Inflation signals moved lower again. The slide in input costs lengthened to a record-equalling 17 months and factory gate prices also saw another significant reduction.

The final June results warn that earlier signs that German manufacturing might be on the turn could prove overly optimistic. Weak demand clearly remains a major issue (note an orders update is due Thursday) and without a more solid recovery here, prospects for output must remain poor. Today's update puts the German RPI at minus 32 and the RPI-P at minus 39, both readings indicating that overall economic activity is still running well short of market forecasts.
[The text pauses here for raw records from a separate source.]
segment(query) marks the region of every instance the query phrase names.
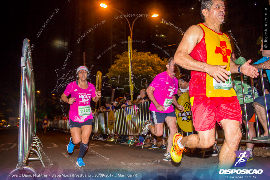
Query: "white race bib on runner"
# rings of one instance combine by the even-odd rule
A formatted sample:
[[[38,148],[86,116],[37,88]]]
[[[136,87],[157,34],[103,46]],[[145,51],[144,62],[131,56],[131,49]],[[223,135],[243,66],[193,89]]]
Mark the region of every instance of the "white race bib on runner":
[[[165,101],[163,104],[163,106],[165,108],[165,110],[166,111],[167,109],[171,105],[173,102],[173,99],[169,99],[169,98],[166,98],[165,99]]]
[[[91,107],[89,105],[79,106],[79,116],[89,116],[91,114]]]
[[[220,81],[218,82],[215,79],[213,80],[213,86],[215,89],[224,89],[230,90],[232,87],[232,76],[230,73],[230,76],[229,77],[229,79],[225,81],[224,82]]]

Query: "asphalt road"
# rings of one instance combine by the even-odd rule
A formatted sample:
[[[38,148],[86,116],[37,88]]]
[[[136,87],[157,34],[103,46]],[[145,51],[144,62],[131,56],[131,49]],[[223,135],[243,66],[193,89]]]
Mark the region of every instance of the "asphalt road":
[[[26,162],[26,165],[33,168],[38,176],[35,177],[23,170],[14,174],[18,176],[11,177],[9,173],[17,163],[18,132],[16,128],[0,129],[0,179],[8,177],[9,179],[225,179],[228,175],[235,176],[234,179],[270,179],[268,158],[255,156],[244,167],[238,168],[262,169],[263,172],[260,174],[219,174],[217,171],[218,156],[202,159],[202,153],[191,152],[187,148],[180,163],[177,163],[163,160],[165,150],[142,149],[134,145],[129,147],[91,140],[84,157],[86,166],[79,167],[76,164],[79,145],[75,146],[72,154],[68,154],[66,148],[70,134],[52,130],[46,133],[37,131],[43,146],[42,156],[45,167],[38,161]],[[25,177],[28,175],[31,176]]]

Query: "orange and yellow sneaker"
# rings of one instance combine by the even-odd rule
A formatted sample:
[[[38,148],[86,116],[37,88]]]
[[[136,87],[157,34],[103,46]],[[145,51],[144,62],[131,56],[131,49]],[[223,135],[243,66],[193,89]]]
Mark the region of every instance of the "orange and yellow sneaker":
[[[182,153],[183,151],[186,152],[185,148],[181,148],[177,144],[177,141],[179,138],[183,137],[181,134],[177,133],[174,135],[173,139],[173,147],[171,149],[171,157],[176,162],[179,162],[182,159]]]

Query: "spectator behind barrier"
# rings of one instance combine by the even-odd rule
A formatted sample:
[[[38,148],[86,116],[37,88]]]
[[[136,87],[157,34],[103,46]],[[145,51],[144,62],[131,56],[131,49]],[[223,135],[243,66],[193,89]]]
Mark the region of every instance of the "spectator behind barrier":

Market Consensus Before Announcement

No revision is expected to the flash data.

Definition

The Manufacturing Purchasing Managers' Index (PMI) provides an estimate of manufacturing business activity for the preceding month by using information obtained from a representative sector survey incorporating around 500 companies. Results are synthesised into a single index which can range between zero and 100. A reading above (below) 50 signals rising (falling) activity versus the previous month and the closer to 100 (zero) the faster is activity growing (contracting). The data are released by S&P Global.

Description

Investors need to keep their fingers on the pulse of the economy because it dictates how various types of investments will perform. By tracking economic data such as the ISM manufacturing index in the U.S. and the Markit PMIs elsewhere, investors will know what the economic backdrop is for the various markets. The stock market likes to see healthy economic growth because that translates to higher corporate profits. The bond market prefers less rapid growth and is extremely sensitive to whether the economy is growing too quickly and causing potential inflationary pressures.

The S&P Global PMI manufacturing data give a detailed look at the manufacturing sector, how busy it is and where things are headed. Since the manufacturing sector is a major source of cyclical variability in the economy, this report has a big influence on the markets. And its sub-indexes provide a picture of orders, output, employment and prices.